El principal: hace cuatro años no le ganaba a Emelec en su cancha. El segundo y temporal, pero que tiene sabor a esperanza: colocarse al frente de la tabla de posiciones de un campeonato que retoma su pulso. Y el tercero: haber afincado una dirección técnica que, con autoridad y experiencia, ordena al equipo y le da una personalidad en función de la coherencia estratégica y en el camino del triunfo regular.
Pero hay algo que también pesó en la cancha: el “boquilleo” perpetuo de los jugadores amarillos contra sus rivales en todos los espacios y en cada encontrón. Sicológicamente tuvieron a un rival timorato y amenazado, que solo reaccionaba para demandar al árbitro pero no para imponer personalidad y mucho menos coraje, como ordena un clásico. Tan era así que su ofensiva tenía temor de entrar al cuerpo a cuerpo porque ahí se encontraba con jugadores agresivos de boca y cuerpo.
En el clásico 195 que disputaron los equipos del Astillero hubo un ganador contundente: el técnico Gustavo Costas. Supo, desde el arranque, que tenía al frente un equipo “sobrado”, subestimador, carente de humildad y agresividad para romper al medio campo defensivo. Cerró las bandas, eliminó toda filtración por el medio, a pesar del esfuerzo y voluntad que pusieron los “Fernando” (Gaybor y Jiménez). Y cuando marcó el gol Narciso Mina, en el minuto 49, entendió que solo con un cerrojo en el medio sector podía hasta anotar otra conquista.

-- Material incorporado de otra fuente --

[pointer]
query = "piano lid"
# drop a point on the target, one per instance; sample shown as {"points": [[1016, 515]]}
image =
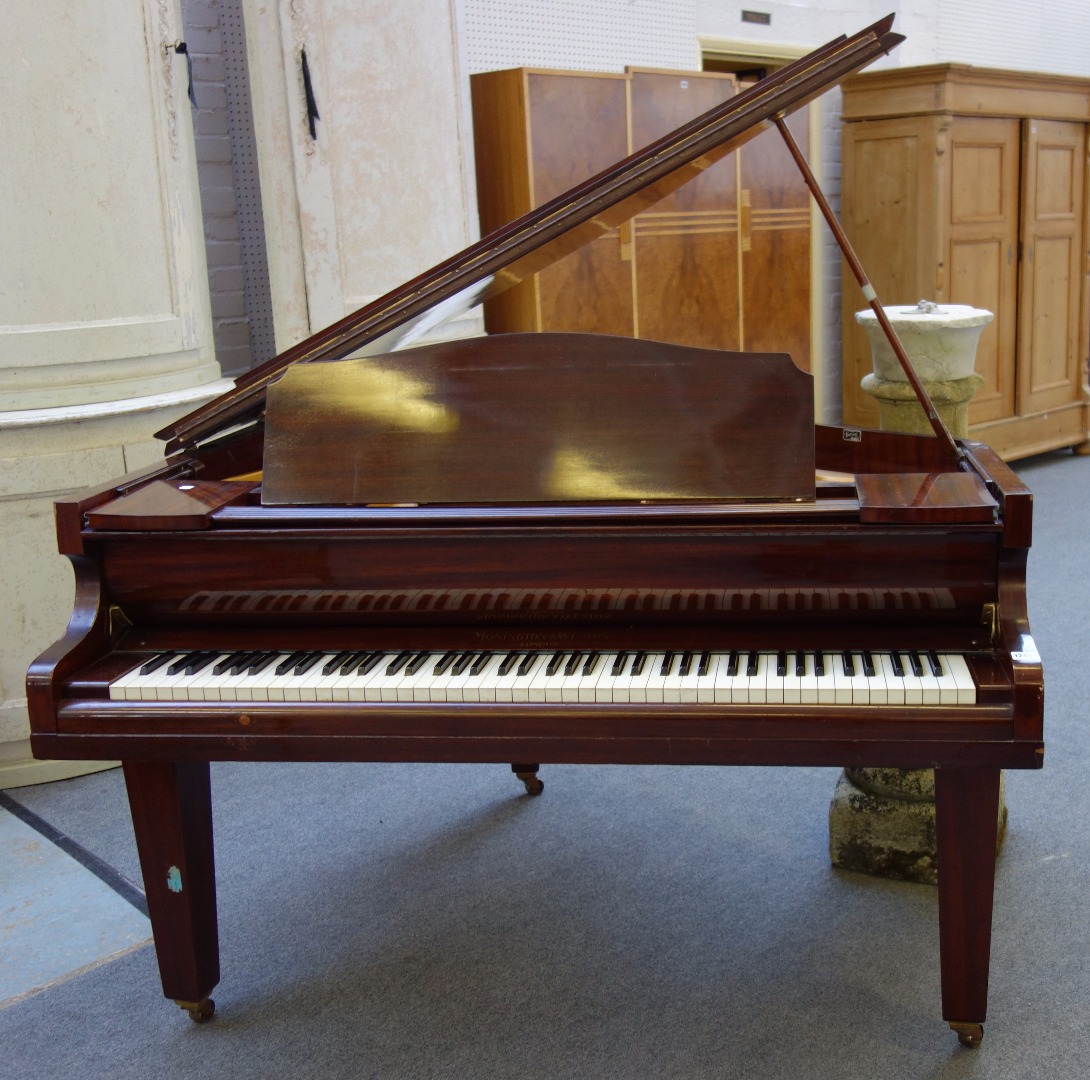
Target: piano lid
{"points": [[550, 231]]}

Marcelo Fleitas subestimó la picardía de sus jugadores y sostuvo un esquema absolutamente obvio para el rival, deficiente para sorprender y opaco para ganar. Tuvo ganas de ganar y no supo colocar las piezas en función de una estrategia coherente. Por eso, cuando se sintió amenazado lo que brilló fue la individualidad y el coraje de quienes quisieron ganar a toda costa. Y ahí precisamente se perdió todo libreto. Por ello, Luciano Figueroa pudo anotar cuando colocó un cabezazo en el minuto 88 y dejó pálidos a los amarillos.
De todos modos, no fue un clásico para recordarlo con mucha atención porque en el primer tiempo, bajo el control barcelonista, no brilló por un juego elegante y dinámico. Los diez primeros minutos fueron de un ritmo intenso, que dio lugar a imaginar que el gol llegaría para cualquiera de los dos bandos.

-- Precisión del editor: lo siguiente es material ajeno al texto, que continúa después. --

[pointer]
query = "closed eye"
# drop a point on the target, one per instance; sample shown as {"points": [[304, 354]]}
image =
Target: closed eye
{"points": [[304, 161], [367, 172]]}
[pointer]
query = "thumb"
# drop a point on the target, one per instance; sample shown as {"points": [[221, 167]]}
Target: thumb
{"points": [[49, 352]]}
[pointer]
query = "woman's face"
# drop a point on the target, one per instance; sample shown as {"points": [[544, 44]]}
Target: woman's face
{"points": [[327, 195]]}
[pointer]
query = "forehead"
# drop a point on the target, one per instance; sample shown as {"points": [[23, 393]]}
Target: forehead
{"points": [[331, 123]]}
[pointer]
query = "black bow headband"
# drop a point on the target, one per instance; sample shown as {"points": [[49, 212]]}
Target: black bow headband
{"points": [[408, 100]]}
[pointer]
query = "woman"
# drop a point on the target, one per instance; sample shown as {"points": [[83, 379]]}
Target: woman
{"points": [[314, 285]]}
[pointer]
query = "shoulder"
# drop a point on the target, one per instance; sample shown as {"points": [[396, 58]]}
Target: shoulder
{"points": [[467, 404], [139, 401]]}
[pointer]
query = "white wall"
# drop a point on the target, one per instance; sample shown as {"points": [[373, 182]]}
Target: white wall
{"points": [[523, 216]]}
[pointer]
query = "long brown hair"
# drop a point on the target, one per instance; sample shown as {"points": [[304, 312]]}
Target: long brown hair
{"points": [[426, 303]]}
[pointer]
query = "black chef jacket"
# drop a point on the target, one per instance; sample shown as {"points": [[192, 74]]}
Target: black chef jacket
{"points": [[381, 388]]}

Y por eso, desde el minuto tres del arranque Mina advirtió lo que haría en el segundo tiempo: esperar en el arco la oportunidad para marcar. Un cabezazo al arranque del encuentro reveló una defensa que lo subestimaba.
De ahí que los comentarios de los periodistas radiales se concentraran, al terminar el primer tiempo, en achacar el mal “comportamiento” futbolístico, particularmente, de Emelec y el manejo del partido por parte de Barcelona, que pronosticaba cómo ingresaría a la segunda etapa: a cerrar el medio campo, marcar un gol y obligar a su contendiente a un despliegue de desesperación y mucha voluntad, nada más.
Incluso, las propias barras se concentraron, en el arranque del segundo tiempo, en mirar el partido antes que aplaudir a su equipo. Sabían que de un momento a otro la anotación estaría en los pies o en la cabeza de un jugador amarillo.
Los emelecistas no se sorprendieron con el gol de Mina. Lo veían llegar. Lo que sí les llamó la atención fue la incapacidad de sus delanteros y mediocampistas para abrir el espacio y la oportunidad necesaria para, por lo menos, empatar el cotejo, antes de los 75 minutos.
Este clásico por lo que sí pasará a la historia es porque rompió el maleficio de que Barcelona no ganaba de visitante a Emelec.
Y para los azules, en cambio, queda para la historia confirmar que con su técnico no es un equipo que piense más allá de lo que se mira desde el césped: la pelota de 300 gramos rueda hasta que alguien la arrebate.